Colin Gleadell points out that Bonhams is buying its way into the Contemporary art market. Running its first-ever Frieze-week sale, the auction house’s new Contemporary department, led by Anthony McNerny, is guaranteeing a Glenn Brown. Though not nearly the effort that Phillips de Pury has been making with in New York with big guarantees for Contemporary art, the move offers sellers yet another hungry player in the Contemporary category:
Glenn Brown’s Little Death is one of the most consistently sought after paintings by museum curators exhibiting his work. From a series that was based on the paintings of Frank Auerbach which challenge the notion of originality in art, it was included in Brown’s retrospective exhibition at Tate Liverpool in 2009. It has never been at auction before, and has been guaranteed with an estimate of £700,000 to £900,000. Since the artist has been represented by the Gagosian gallery, three of his paintings have sold for more than £1 million, so the price, if not for bargain hunters, is reasonable.
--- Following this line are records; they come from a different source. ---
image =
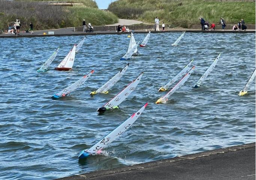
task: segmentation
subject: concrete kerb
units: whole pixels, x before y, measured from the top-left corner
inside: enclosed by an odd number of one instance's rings
[[[224,153],[225,153],[237,151],[243,149],[253,148],[255,146],[255,143],[253,143],[243,145],[237,146],[223,149],[220,149],[202,152],[175,158],[153,161],[145,163],[136,164],[132,166],[126,166],[111,169],[108,170],[94,171],[88,173],[77,174],[67,177],[55,179],[55,180],[82,180],[85,179],[91,178],[103,175],[110,174],[113,173],[121,173],[134,170],[141,170],[147,168],[157,167],[160,165],[166,163],[173,163],[178,161],[196,159],[203,157],[215,155]]]

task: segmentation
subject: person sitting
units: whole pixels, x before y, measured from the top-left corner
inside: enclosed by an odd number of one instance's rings
[[[211,24],[211,30],[210,30],[210,31],[211,31],[213,30],[214,31],[215,30],[215,24]]]
[[[237,29],[238,29],[238,27],[237,26],[237,25],[236,24],[235,24],[234,26],[233,26],[233,31],[235,31]]]
[[[123,27],[123,29],[122,29],[122,32],[126,32],[126,27],[124,25],[124,26]]]
[[[11,26],[10,25],[9,25],[8,28],[8,34],[14,34],[13,32],[13,28],[14,26]]]
[[[117,27],[117,32],[118,33],[121,33],[122,32],[122,27],[121,25],[118,25],[118,27]]]

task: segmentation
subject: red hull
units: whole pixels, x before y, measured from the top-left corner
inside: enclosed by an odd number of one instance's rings
[[[69,71],[72,70],[72,68],[69,67],[55,67],[54,68],[54,69],[59,71]]]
For its other two top lots, Bonhams offered cash advances to the sellers. A 1963 painting by the French “pop” artist Martial Raysse, whose work has recently soared in value, is estimated at £350,000. But most will depend on one of the rarest works by Alghiero Boetti, an Italian conceptual artist who is to have a retrospective at Tate Modern next year. Anno 1984 is a 30ft long arrangement of 216 drawings of magazine covers. Three works by Boetti have sold for a million pounds, and, if McNerney’s hunch is right, this will do so as well.